Seng 621 Winter 1999
|This web document, an extension of a presentation for S. Eng. 623, provides and introduction to software testing. This covers the basic methods of black and white box testing, as well as the different test levels (unit, integration, system, etc.) Each level is described with how it builds on the previous stage. A brief discussion of software testing metrics is presented. The challenges facing software testing in an organization are explored, and the question of testing versus software inspections is discussed. Finally we present a look at fault-based testing methods, a testing strategy which is gaining in popularity.|
Table of Contents
Introduction to Software Testing
|Software testing is an vital part of the
software lifecycle. To understand its role, it is
instructive to review the definition of software testing
in the literature.
Among alternative definitions of testing are the following:
"... the process of exercising or evaluating a system or system component by manual or automated means to verify that it satisfies specified requirements or to identify differences between expected and actual results ..."
(ANSI/IEEE Standard 729, 1983).
"... any activity aimed at evaluating an attribute or capability of a program or system and determining that it meets its required results. Testing is the measurement of software quality ..."
(Hetzel, W., The Complete Guide to Software Testing, QED Information Sciences Inc., 1984).
"... the process of executing a program with the intent of finding errors..."
(Myers, G. J., The Art of Software Testing, Wiley, 1979).
Of course, none of these definitions claims that testing shows that software is free from defects. Testing can show the presence, but not the absence of problems.
According to Humphrey , software testing is defined as 'the execution of a program to find its faults'. Thus, a successful test is one that finds a defect. This sounds simple enough, but there is much to consider when we want to do software testing. Besides finding faults, we may also be interested in testing performance, safety, fault-tolerance or security.
Testing often becomes a question of economics. For projects of a large size, more testing will usually reveal more bugs. The question then becomes when to stop testing, and what is an acceptable level of bugs. This is the question of 'good enough software'.
It is important to remember that testing assumes that requirements are already validated.
|White Box Testing||White box testing is performed to reveal problems with the internal structure of a program. This requires the tester to have detailed knowledge of the internal structure. A common goal of white-box testing is to ensure a test case exercises every path through a program. A fundamental strength that all white box testing strategies share is that the entire software implementation is taken into account during testing, which facilitates error detection even when the software specification is vague or incomplete.
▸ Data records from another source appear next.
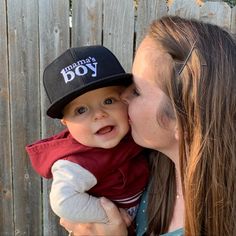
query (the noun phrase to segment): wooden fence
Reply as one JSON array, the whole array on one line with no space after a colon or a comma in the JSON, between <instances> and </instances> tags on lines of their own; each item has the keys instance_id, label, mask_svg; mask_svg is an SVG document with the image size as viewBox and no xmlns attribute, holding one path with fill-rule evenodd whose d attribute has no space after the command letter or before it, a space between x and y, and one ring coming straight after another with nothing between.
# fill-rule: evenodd
<instances>
[{"instance_id":1,"label":"wooden fence","mask_svg":"<svg viewBox=\"0 0 236 236\"><path fill-rule=\"evenodd\" d=\"M1 236L67 235L48 205L50 181L34 173L25 152L61 129L45 116L44 67L68 47L103 44L130 71L147 25L166 14L236 33L236 7L221 1L0 0Z\"/></svg>"}]
</instances>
The effectiveness or thoroughness of white-box testing is commonly expressed in terms of test or code coverage metrics, which measure the fraction of code exercised by test cases.|
|Black Box Testing||Black box tests are performed to assess how well a
program meets its requirements, looking for missing or
incorrect functionality. Functional tests typically
exercise code with valid or nearly valid input for which
the expected output is known. This includes concepts such
as 'boundary values'.
Performance tests evaluate response time, memory usage, throughput, device utilization, and execution time. Stress tests push the system to or beyond its specified limits to evaluate its robustness and error handling capabilities. Reliability tests monitor system response to representative user input, counting failures over time to measure or certify reliability.
|Different Levels of Test||
.The following paragraphs describe the testing activities from the 'second half' of the software lifecycle.
|Unit Testing||Unit testing exercises a unit in isolation from the
rest of the system. A unit is typically a function or
small collection of functions (libraries, classes),
implemented by a single developer.
The main characteristic that distinguishes a unit is that it is small enough to test thoroughly, if not exhaustively. Developers are normally responsible for the testing of their own units and these are normally white box tests. The small size of units allows a high level of code coverage. It is also easier to locate and remove bugs at this level of testing.
|Integration Testing||One of the most difficult aspects of software
development is the integration and testing of large,
untested sub-systems. The integrated system frequently
fails in significant and mysterious ways, and it is
difficult to fix it
Integration testing exercises several units that have been combined to form a module, subsystem, or system. Integration testing focuses on the interfaces between units, to make sure the units work together. The nature of this phase is certainly 'white box', as we must have a certain knowledge of the units to recognize if we have been successful in fusing them together in the module.
There are three main approaches to integration testing: top-down, bottom-up and 'big bang'. Top-down combines, tests, and debugs top-level routines that become the test 'harness' or 'scaffolding' for lower-level units. Bottom-up combines and tests low-level units into progressively larger modules and subsystems. 'Big bang' testing is, unfortunately, the prevalent integration test 'method'. This is waiting for all the module units to be complete before trying them out together.
Integration tests can rely heavily on stubs or drivers. Stubs stand-in for finished subroutines or sub-systems. A stub might consist of a function header with no body, or it may read and return test data from a file, return hard-coded values, or obtain data from the tester. Stub creation can be a time consuming piece of testing.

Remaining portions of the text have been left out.